ぜひ。~大日本人を考える~
友達と「大日本人」鑑賞。
二度目だけれど、前回以上に笑えた気がする。
やっぱり回数を重ねると面白みが増してくる作品なんだろう…。
それにしても、なんであんなに切ないのに、笑ってしまって「面白い」って感じてしまうのかな。
松本さんの言葉を借りると「哀愁笑い」と表現するのだろうけど、哀しいけれど、悲しいからこそ笑うという流れって、とっても両極端な事のように思う。
今回の大日本人の中にも、その物悲しさは主人公の大佐藤の果てしない孤独感として存在しているんだけれど、それだけに終始しない。
そういった状況を汲んでいるからこそ、何かアクションがあった時に笑えてしまう。
単なる動きだけで笑うのとは異質の、心情や思考の部分での笑いということになるのかな。
(勿論。映画の中にはその動の笑いの部分もちゃんとあります^^)
私個人としては、今作の中で大佐藤が傘をさして一人夜道を帰るシーンが、本当に悲しくて泣きたくなってしまうんです。「人は皆一人では生きてゆけないものだから~♪」と中村雅俊さんの歌が挿入されているのですが、その詞とは間逆の位置に彼が居る。
その孤独さが痛烈に突き刺さってくるんです(;。;
なのに。それなのにその後の彼への仕打ちは、なぜか笑えてしまう……。
きっと笑うって、孤独なのかな。
「笑うこと」って他者へのコミュニケーションツールでもあるけれど、他でもなく自分の意思・存在を確認する作業でもあると思う。
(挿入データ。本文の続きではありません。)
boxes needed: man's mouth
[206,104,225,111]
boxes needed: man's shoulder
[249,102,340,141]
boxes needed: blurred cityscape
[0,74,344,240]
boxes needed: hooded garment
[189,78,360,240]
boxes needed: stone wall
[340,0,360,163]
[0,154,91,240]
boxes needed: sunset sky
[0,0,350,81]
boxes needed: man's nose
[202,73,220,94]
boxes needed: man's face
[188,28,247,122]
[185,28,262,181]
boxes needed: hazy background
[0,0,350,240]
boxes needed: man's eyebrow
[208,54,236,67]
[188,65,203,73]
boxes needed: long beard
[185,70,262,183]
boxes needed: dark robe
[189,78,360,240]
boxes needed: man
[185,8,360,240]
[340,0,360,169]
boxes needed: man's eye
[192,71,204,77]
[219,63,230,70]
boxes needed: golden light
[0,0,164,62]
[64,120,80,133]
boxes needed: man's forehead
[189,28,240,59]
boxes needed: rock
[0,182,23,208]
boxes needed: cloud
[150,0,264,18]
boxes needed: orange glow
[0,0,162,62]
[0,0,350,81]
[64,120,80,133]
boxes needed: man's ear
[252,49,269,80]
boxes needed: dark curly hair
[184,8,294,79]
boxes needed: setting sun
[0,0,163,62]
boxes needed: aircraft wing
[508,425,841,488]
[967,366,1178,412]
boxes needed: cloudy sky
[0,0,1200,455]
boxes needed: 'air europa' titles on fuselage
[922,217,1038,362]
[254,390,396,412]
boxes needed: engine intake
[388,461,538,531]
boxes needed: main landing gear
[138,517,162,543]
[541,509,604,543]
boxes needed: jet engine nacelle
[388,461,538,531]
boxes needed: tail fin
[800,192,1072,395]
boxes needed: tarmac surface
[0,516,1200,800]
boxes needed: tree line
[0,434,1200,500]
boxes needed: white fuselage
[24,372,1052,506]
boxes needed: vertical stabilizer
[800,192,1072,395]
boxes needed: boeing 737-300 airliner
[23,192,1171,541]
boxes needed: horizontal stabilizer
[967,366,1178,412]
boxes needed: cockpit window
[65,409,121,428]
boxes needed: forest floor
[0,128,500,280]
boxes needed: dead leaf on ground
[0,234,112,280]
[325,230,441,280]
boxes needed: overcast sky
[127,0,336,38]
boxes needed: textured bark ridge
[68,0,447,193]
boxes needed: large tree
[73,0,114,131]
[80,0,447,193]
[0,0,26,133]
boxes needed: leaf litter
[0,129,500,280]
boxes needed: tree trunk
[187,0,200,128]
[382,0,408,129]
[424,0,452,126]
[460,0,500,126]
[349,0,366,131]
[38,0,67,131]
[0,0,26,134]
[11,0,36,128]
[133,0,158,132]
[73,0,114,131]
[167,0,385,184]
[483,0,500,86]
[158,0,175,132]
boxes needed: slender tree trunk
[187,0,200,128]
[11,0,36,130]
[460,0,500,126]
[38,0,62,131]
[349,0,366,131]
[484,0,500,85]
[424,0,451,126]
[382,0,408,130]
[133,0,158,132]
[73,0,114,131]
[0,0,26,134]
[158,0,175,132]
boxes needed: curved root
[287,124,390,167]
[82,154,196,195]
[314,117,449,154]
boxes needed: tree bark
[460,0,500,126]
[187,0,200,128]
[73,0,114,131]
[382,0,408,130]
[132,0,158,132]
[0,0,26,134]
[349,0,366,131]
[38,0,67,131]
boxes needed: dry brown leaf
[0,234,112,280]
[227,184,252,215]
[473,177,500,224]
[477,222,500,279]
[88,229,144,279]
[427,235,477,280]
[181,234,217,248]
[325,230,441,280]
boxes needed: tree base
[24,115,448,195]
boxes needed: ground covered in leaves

何をどう捕らえて笑うのか、それは人によって千差万別だけれど、それと等しく人間が居る。己が面白いと感じて笑う時、その人は自分の意識に忠実に向き合う孤独な存在なのかもしれない。でも何か(対象物)に依存している。
一人では生きてゆけない悲しくも儚く弱い生き物だから。
……なんかアンニュイ入ってますね。
深くて答えがみつからない。
だからこそ松本さんの笑いは面白いんだと思う。答えがわかったらあきちゃうでしょ?
この絡まりあった謎が解けるまで、中毒は消えないのかもしれない。